Americans today are more likely to see Russia as a threat than at any time since the end of the Cold War, according to a new CNN/ORC poll released Monday.
Seventy-five percent now rate Russia as either a “very serious” or “moderately serious” threat. The last time Americans were as wary came in November 1985, when Soviet leader Mikhail Gorbachev was preaching glasnost.
More recently, the percentages started to increase in 2012 during a period of increasing tensions between the United States and Russia. In recent months, they have risen again amid the controversy over possible Russian interference in the U.S. election and the claims of ties between the Russian government and President Donald Trump’s campaign and transition team. Thirty-four percent of Americans now say Russia is a very serious threat, while 41 percent say it’s a moderately serious threat.
While this shift is driven mostly by Democrats’ concerns, Republicans and independents are not optimistic about Russia either. The majority of Democrats ― 51 percent ― say that country is a very serious threat. The majority of Republicans ― 53 percent ― think it’s a moderately serious one. Overall, 85 percent of Democrats, 77 percent of Republicans and 68 percent of independents see Russia as threatening to at least some degree.
As for the claims that people associated with Trump’s campaign had contact with suspected Russian operatives, 55 percent of Americans say they are very or somewhat concerned about the allegations, compared to 45 percent who are not too or not at all concerned.

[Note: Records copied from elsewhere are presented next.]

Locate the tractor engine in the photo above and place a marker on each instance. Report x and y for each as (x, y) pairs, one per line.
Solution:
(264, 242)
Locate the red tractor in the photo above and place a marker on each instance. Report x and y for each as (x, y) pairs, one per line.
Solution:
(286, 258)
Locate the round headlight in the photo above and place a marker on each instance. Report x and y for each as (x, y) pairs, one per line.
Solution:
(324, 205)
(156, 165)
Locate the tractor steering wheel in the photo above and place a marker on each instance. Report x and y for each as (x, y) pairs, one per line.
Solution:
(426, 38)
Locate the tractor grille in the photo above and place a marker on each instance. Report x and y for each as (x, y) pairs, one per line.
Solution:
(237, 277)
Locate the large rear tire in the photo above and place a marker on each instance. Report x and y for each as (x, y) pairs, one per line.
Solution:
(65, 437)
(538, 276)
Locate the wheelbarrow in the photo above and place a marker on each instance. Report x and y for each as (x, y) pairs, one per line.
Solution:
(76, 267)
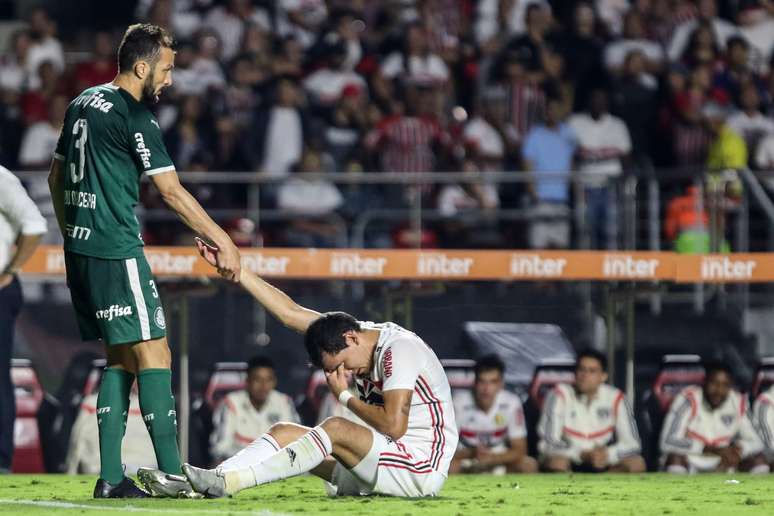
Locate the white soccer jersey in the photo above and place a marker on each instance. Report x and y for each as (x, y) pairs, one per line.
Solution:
(237, 423)
(493, 429)
(402, 360)
(571, 424)
(691, 425)
(763, 416)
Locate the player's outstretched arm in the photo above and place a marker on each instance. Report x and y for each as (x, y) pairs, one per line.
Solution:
(56, 187)
(290, 313)
(193, 215)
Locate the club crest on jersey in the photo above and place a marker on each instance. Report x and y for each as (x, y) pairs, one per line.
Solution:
(142, 151)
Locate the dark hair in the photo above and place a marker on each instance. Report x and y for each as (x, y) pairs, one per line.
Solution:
(327, 334)
(712, 367)
(259, 361)
(489, 363)
(142, 41)
(594, 354)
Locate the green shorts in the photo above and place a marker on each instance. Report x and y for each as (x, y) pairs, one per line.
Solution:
(115, 301)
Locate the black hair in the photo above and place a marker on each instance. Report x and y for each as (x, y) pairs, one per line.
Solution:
(489, 363)
(142, 41)
(592, 353)
(259, 361)
(712, 367)
(327, 334)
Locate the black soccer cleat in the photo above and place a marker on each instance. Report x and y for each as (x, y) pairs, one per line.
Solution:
(124, 489)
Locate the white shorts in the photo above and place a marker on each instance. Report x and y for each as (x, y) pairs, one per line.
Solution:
(390, 468)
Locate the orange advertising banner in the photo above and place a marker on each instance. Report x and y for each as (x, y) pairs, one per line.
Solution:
(385, 264)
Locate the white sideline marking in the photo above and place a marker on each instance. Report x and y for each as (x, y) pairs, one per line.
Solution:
(129, 508)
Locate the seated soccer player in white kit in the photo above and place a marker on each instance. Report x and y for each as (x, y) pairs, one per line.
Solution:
(246, 414)
(589, 426)
(490, 420)
(404, 396)
(708, 428)
(763, 419)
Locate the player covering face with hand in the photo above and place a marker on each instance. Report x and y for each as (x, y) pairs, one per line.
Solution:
(404, 397)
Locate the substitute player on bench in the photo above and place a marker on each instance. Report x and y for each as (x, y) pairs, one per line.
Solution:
(493, 436)
(404, 396)
(109, 139)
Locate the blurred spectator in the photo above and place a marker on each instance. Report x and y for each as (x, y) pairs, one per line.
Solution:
(548, 151)
(603, 146)
(310, 200)
(634, 39)
(686, 223)
(749, 123)
(83, 453)
(14, 69)
(707, 14)
(493, 433)
(278, 132)
(45, 47)
(101, 68)
(229, 21)
(589, 426)
(708, 429)
(634, 101)
(327, 84)
(40, 138)
(244, 415)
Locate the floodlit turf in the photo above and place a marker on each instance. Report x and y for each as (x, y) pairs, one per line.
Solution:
(462, 495)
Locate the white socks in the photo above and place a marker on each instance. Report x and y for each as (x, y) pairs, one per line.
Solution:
(255, 453)
(298, 457)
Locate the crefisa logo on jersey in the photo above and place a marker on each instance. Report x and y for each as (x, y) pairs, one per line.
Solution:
(142, 151)
(114, 311)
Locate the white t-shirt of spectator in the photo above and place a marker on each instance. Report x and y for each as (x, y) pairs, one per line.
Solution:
(485, 138)
(427, 68)
(237, 423)
(682, 35)
(49, 49)
(38, 144)
(314, 13)
(752, 128)
(487, 24)
(284, 141)
(308, 197)
(492, 429)
(326, 85)
(230, 28)
(616, 52)
(601, 145)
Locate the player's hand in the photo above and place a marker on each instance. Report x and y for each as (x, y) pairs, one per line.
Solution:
(337, 381)
(5, 280)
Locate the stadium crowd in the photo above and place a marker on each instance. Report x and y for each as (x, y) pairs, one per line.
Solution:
(349, 86)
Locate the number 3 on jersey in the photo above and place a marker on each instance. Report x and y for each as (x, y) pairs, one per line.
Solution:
(81, 133)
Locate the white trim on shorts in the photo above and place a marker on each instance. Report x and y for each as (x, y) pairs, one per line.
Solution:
(139, 298)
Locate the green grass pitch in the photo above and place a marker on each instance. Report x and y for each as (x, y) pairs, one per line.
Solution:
(573, 495)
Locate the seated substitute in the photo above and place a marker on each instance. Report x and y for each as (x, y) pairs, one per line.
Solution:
(245, 415)
(403, 396)
(589, 426)
(708, 428)
(490, 420)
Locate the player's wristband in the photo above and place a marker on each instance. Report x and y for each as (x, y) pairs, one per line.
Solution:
(344, 397)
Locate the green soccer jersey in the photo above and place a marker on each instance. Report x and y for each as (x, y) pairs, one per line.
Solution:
(108, 141)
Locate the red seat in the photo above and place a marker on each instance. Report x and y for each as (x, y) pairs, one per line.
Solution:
(547, 375)
(677, 372)
(28, 454)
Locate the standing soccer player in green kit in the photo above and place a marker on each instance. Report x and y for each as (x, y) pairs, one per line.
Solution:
(109, 139)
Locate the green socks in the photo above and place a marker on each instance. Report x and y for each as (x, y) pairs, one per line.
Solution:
(112, 409)
(158, 410)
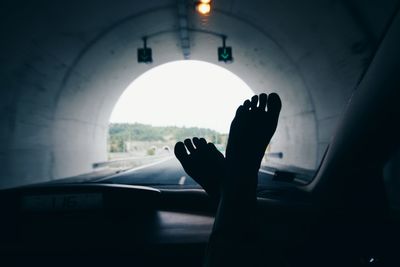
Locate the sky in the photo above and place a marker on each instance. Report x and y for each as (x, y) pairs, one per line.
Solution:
(183, 93)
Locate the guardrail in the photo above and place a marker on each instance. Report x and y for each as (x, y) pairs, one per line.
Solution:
(128, 162)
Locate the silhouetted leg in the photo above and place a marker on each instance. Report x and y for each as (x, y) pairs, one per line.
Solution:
(204, 163)
(234, 238)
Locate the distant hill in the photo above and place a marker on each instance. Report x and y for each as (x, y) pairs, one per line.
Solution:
(123, 132)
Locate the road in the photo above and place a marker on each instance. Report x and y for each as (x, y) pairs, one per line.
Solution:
(166, 172)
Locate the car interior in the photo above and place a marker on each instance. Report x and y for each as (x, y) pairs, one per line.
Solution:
(347, 211)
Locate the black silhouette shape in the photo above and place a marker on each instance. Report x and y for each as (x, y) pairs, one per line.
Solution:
(250, 133)
(205, 164)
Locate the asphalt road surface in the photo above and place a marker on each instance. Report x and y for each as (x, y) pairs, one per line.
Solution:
(167, 172)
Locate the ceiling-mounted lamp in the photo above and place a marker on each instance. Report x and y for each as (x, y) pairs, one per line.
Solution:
(203, 7)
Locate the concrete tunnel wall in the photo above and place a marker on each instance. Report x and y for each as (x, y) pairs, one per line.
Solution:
(64, 67)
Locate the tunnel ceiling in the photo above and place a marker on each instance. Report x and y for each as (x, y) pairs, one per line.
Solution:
(66, 63)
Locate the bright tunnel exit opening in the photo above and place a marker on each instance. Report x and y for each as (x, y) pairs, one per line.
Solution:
(171, 102)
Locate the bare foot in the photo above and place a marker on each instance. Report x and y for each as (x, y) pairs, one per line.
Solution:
(205, 164)
(250, 133)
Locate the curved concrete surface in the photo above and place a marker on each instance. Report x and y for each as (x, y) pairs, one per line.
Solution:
(65, 64)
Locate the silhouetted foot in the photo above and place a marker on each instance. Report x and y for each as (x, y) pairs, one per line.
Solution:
(204, 163)
(250, 133)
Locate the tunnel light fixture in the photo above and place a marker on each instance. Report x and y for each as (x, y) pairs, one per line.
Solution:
(225, 52)
(203, 7)
(144, 54)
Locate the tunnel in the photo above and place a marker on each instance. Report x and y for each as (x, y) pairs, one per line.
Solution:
(64, 65)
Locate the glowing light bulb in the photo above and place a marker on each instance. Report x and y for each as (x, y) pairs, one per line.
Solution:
(203, 8)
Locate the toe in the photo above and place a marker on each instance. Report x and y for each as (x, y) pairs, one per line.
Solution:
(203, 142)
(239, 110)
(199, 142)
(180, 152)
(189, 145)
(246, 104)
(274, 103)
(253, 103)
(262, 103)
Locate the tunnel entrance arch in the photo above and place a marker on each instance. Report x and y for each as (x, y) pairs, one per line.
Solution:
(108, 65)
(171, 102)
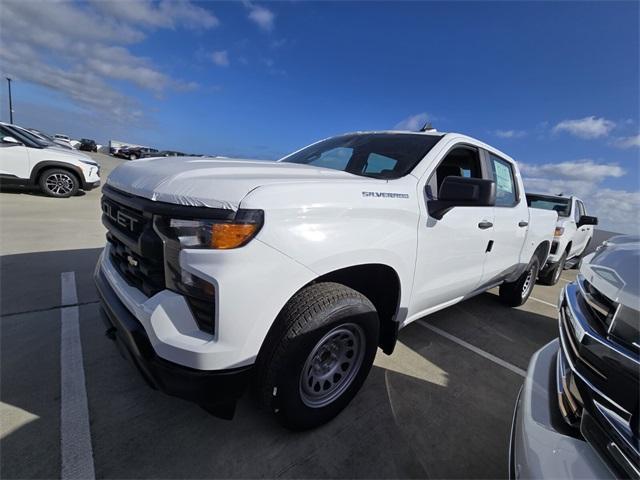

The CNN/ORC poll also looked at how Americans view other foreign adversaries. As with Russia, 75 percent see Iran as a serious threat. But more people are worried about North Korea and ISIS, with 81 percent saying North Korea is a very or moderately serious threat, and 91 percent reporting the same about ISIS. People are less concerned about China, with 63 percent calling it very or moderately threatening.
The CNN/ORC survey results generally agree with other recent polling on American attitudes toward Russia. A February Gallup poll showed 70 percent with an unfavorable opinion of that country, which ties that poll’s record high since 1989. A January Quinnipiac poll found almost half of U.S. voters consider Russia an adversary.
The CNN/ORC poll was conducted March 1-4 among a random national sample of 1,025 adults. Results for the full sample have a margin of sampling error of plus or minus 3 percentage points. Error margins are larger for subgroups.